Even had that dosing study gone in the other direction, it would have then required a full blown randomized trial before even thinking about submitting for FDA approvals, again pending actual good results. Probably would have taken about an 8 year process, since the same drug went through the same process for A-Fib. Plus, at the time of this presentation, dabigatran wasn't yet approved for A-Fib either. And when it later was, it was very clearly not indicated as clinically better than warfarin, but non-inferior (also with big bold warnings - Not for those with Valve Problems!)...as was generally expected based on the trial data that was available at the time of this presentation.

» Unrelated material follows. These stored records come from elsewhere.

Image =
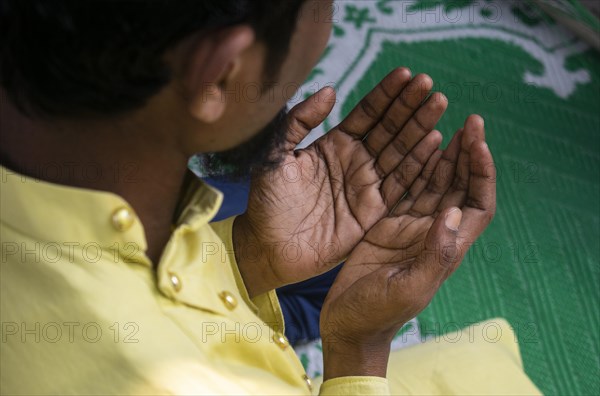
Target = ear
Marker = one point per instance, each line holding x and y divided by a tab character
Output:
213	61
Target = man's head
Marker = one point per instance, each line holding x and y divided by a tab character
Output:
216	71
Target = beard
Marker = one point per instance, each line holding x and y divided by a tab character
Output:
261	153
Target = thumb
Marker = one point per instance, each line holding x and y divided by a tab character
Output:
441	252
307	115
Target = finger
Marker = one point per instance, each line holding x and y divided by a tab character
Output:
480	205
441	253
474	130
307	115
424	200
399	113
419	185
417	127
373	106
398	182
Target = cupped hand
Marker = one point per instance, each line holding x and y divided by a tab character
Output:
395	271
305	216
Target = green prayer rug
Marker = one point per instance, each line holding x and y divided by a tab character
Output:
538	87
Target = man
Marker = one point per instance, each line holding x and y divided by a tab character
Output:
113	280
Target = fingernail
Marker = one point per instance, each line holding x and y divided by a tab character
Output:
453	219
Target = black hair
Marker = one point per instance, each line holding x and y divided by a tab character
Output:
74	58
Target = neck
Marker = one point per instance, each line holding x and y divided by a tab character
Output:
124	158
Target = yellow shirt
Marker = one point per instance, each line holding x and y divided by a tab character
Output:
83	311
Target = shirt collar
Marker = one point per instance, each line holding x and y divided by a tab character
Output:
52	213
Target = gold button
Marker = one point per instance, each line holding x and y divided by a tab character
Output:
122	219
280	340
228	299
306	379
175	282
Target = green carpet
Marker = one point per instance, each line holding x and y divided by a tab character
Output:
538	87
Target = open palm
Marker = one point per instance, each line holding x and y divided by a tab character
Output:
395	271
309	213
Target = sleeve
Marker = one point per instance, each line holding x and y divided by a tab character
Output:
265	306
355	386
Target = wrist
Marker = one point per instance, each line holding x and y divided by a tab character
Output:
342	359
248	256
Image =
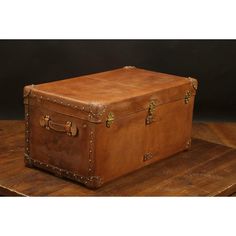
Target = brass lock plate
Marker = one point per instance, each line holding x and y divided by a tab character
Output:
151	110
110	119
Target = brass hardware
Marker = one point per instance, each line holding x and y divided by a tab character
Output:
110	119
187	97
194	83
69	127
188	144
151	110
147	156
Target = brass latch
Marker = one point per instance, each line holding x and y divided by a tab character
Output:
151	110
187	97
110	119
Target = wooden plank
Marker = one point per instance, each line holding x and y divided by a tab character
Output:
207	169
216	132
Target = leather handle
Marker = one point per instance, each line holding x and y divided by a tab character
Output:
69	127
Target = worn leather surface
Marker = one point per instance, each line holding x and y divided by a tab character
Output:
110	152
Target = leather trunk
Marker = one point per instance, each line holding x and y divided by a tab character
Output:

Anyway, I digress. Just goes to show...bias and salesmanship are everywhere, Mayo and Cleveland alike, just in different forms. No matter how good our surgeons are (which they are) and how great they sound...it's always good to be cautious, to question, and to self-inform.
 
I agree - there is likely some degree of valve type bias that can exist with many surgeons. My comment was made slightly 'tongue in cheek'. I think there have been advances in both tissue and mechanical since some of these studies were commissioned helping increase life expectancy for everyone faced with this type of issue. For me personally, I'm gaining a greater comfort level with going mechanical as my surgery timing nears, and this type of information (even if there is a slight bias or a couple debatable claims/predictions) just helps reaffirm this.